“Wetness is opportunity. It represents the openness of nature to what falls from heaven.”
(From the book “Dirt: The Ecstatic Skin of the Earth” by William Bryant Logan)
The wetness of a kiss brings two people closer. The vagina moistens and lets in the penis to accept the heavy wet sperm. The sperm enters her waiting egg which is then enveloped by a warm watery sac. A laboring woman’s bag of waters breaks open moistening her birth canal. Even the wetness of her blood helps her baby to slip outside of her. Her wet baby lies on her chest and slides over towards her nipple. The mere smell and touch of his mother excites the babe and soon he drools his wet saliva onto her skin. He licks his lips in anticipation of what he does not know – something is coming, something wet and good that will make the move from his pickled womb to this dry, arid world easier to swallow. The first yellowy drop of colostrum appears enticing the baby to come closer. Come closer. “Wetness is opportunity.” Wetness is the beginning of life.
We tell mothers that her breast milk is important. It contains calories and vitamins, fats and protein. It has antibodies and immune factors; it has “pre” and “pro” biotics. Scientists have spent millions of dollars analyzing tiny drops of milk constantly updating the ever growing list of important things they have found within. We have come to attach a certain scientific aloofness to the value of human milk. It can be measured and scrutinized, it can be bottled and contained, it can be put on a shelf and held till needed. It can be produced at will. But we forget that inherent in its wetness is opportunity, the chance to connect mother and baby together again. Like the wet kiss that spurred the conception of this little one’s life, the moment a baby suckles on its mother’s breast the two are reminded that for this moment ’you are mine and I am yours, yours alone.’
Wetness is opportunity. It provides the chance to grow. The mother holds her baby close and lets him suckle at will. Immediately her other breast begins to let down and her milk leaks out attracting the baby to that breast as well. “Come here. It is wet here. Can you smell it? You see? There is more to come.” And because of her wetness the mother is prompted to offer the baby more and the baby is happy to accommodate her. Her wetness encourages him to eat, and yet without her help he knows when he has had enough. And in this way the two begin a rhythm. They begin to get in sync.
Wetness is an opportunity to be assured that all is well. The baby’s tiny belly fills and releases, fills and releases, again and again. The wetness of his diaper tells his mother that everything is okay. Her milk has reached his belly. He has taken what he needs from it and has let go of what was left. The pee is not too yellow; the wet poops are no longer green or black. And with each wet diaper that she changes she is reassured. “He is getting enough. We’re doing okay my baby and I, we’re going to be just fine.”

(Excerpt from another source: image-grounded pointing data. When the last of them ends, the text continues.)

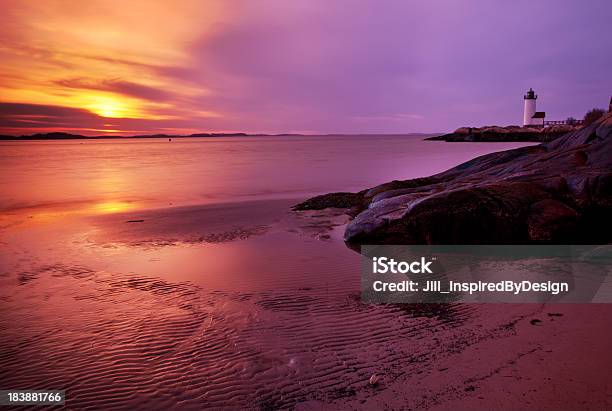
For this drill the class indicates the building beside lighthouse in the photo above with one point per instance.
(531, 117)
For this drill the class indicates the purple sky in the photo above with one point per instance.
(363, 67)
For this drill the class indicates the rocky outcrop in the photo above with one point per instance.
(507, 134)
(556, 192)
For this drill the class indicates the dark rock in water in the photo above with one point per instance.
(556, 192)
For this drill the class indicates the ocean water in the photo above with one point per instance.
(173, 275)
(156, 172)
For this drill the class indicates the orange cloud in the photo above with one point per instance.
(105, 57)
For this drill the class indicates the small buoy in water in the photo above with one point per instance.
(374, 379)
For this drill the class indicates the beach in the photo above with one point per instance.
(174, 275)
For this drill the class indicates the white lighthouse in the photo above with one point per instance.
(529, 109)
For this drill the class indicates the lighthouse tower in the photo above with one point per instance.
(529, 110)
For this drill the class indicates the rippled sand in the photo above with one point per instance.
(212, 307)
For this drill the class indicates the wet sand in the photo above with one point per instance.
(212, 307)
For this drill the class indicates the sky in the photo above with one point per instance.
(304, 66)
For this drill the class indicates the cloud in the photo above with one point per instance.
(119, 86)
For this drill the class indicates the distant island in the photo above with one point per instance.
(556, 192)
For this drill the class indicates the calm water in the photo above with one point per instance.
(226, 299)
(157, 172)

Each drop of wetness is an opportunity. The life source that surrounds us moves from drop towards precious drop. We are all connected by the wetness within. Our blood, our saliva, and the rest of our body’s many fluids, these are the things that make us alive, that make us human. It is our wetness, our milk, which we pass on to our babies to keep them alive as well. Each drop of wetness is an opportunity; an opportunity for connection, an opportunity for growth, an opportunity for reassurance. Each drop of wetness is an opportunity for life to be sustained.